The energy efficiency is a byproduct of hardware. The theory of LLMs and machine learning is independent from the flawed silicon technology that is causing the energy efficiencies. Like how a computer can be made mechanical an LLM can be as well. The LLM is independent of the actual implementation and energy inefficiencies. This is not at all a strong empirical indication that LLMs are a dead end. It’s a strong indication that your thinking is illogical and flawed.

> Also remember that Sutton is still of an AI maximalist. He isn't saying that AGI isn't possible, just that LLMs can't get us there.

He can’t say any of this because he doesn’t actually know. None of us know for sure. We literally don’t know why LLMs work. The fact that training transformers on massive amounts of data produced this level of intelligence was a total surprise for all the experts and we still have no idea why this stuff works. His statements are too overarching and glossing over a lot of things we don’t actually know.

Yann lecuun for example called LLMs stochastic parrots. We now know this is largely incorrect. The reason Yan can be so wrong is because nobody actually knows shit.

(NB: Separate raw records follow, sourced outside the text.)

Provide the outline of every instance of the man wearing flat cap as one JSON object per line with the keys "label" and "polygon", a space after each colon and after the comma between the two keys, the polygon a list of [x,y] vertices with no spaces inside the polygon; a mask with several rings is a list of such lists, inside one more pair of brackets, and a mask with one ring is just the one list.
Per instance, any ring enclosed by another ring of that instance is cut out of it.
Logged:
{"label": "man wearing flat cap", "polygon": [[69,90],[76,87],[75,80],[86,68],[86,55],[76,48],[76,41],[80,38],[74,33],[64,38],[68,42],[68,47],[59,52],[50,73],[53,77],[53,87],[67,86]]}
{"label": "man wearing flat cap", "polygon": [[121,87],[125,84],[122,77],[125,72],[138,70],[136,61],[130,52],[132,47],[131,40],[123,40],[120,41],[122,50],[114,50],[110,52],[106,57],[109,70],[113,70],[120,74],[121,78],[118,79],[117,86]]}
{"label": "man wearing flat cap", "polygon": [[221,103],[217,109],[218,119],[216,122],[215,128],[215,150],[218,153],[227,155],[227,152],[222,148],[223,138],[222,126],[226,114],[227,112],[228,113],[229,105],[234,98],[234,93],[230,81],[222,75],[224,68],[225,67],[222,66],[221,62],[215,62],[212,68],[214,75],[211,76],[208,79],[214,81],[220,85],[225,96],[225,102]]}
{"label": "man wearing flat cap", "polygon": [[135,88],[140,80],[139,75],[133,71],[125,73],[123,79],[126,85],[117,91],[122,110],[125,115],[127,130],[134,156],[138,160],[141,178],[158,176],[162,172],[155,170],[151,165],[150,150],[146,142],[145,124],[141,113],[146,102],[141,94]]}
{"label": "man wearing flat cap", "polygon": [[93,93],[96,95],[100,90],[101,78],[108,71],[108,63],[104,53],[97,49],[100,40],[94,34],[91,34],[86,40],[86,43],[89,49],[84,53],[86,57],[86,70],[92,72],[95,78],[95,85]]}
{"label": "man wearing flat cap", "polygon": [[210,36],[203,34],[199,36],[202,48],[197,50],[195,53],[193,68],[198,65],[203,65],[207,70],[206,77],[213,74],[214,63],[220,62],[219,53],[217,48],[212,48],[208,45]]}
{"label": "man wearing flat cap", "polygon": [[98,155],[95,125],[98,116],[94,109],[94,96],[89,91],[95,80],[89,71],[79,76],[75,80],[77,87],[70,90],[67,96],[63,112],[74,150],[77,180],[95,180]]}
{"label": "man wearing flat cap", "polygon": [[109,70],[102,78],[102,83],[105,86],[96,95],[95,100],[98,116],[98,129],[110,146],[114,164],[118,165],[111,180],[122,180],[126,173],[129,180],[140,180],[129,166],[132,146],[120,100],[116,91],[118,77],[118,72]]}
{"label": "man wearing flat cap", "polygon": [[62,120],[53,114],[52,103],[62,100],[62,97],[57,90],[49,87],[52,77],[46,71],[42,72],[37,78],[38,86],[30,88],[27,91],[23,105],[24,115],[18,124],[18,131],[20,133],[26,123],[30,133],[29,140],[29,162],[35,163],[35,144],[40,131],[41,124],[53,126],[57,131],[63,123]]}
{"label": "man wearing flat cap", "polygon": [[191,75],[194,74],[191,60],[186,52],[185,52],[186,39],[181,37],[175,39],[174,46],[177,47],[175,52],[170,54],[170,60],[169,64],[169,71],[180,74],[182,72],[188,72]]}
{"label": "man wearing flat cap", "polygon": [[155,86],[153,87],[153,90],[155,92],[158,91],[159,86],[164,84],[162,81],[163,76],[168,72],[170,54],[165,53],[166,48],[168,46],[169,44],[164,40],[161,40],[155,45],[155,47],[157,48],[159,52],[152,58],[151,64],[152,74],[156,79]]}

	▲	danans 14 hours ago \| parent [-]
		> Bro. Evolution is random walk. That means most of the changes are random and arbitrary based on whatever allows the squirrel to survive. For the vast majority of evolutionary history, very similar forces have shaped us and squirrels. The mutations are random, but the selections are not. If squirrels are a stretch for you, take the closest human relative: chimpanzees. There is a very reasonable hypothesis that their brains work very similarly to ours, far more similarly than ours to an LLM. > So an LLM cant continuously learn? You realize that LLMs are deployed agentically all the time now so they both continuously learn and follow goals? That is not continuous learning. The network does not retrain through that process. It's all in the agent's context. The agent has no intrinsic goals nor ability to develop them. It merely samples based on it's prior training and it's current content. It doesn't retrain through this process. Biological intelligence does retrain constantly. > The energy efficiency is a byproduct of hardware. The theory of LLMs and machine learning is independent from the flawed silicon technology that is causing the energy efficiencies. There is no evidence to support that a transformer model's inefficiency is hardware based. There is direct evidence to support that the inefficiency is influenced by the fact that LLM inference and training are both auto-regressive. Auto-regression maps to compute cycles maps to energy consumption. That's a problem with the algorithm, not the hardware. > The fact that training transformers on massive amounts of data produced this level of intelligence was a total surprise for all the experts The level of intelligence produced is only impressive compared to the prior state of the art, and at its impressive modeling the narrow band of intelligence represented by encoded language (not all language) produced by humans. In most every other aspect of intelligence - notably continuous learning driven by intrinsic goals - LLMs fail.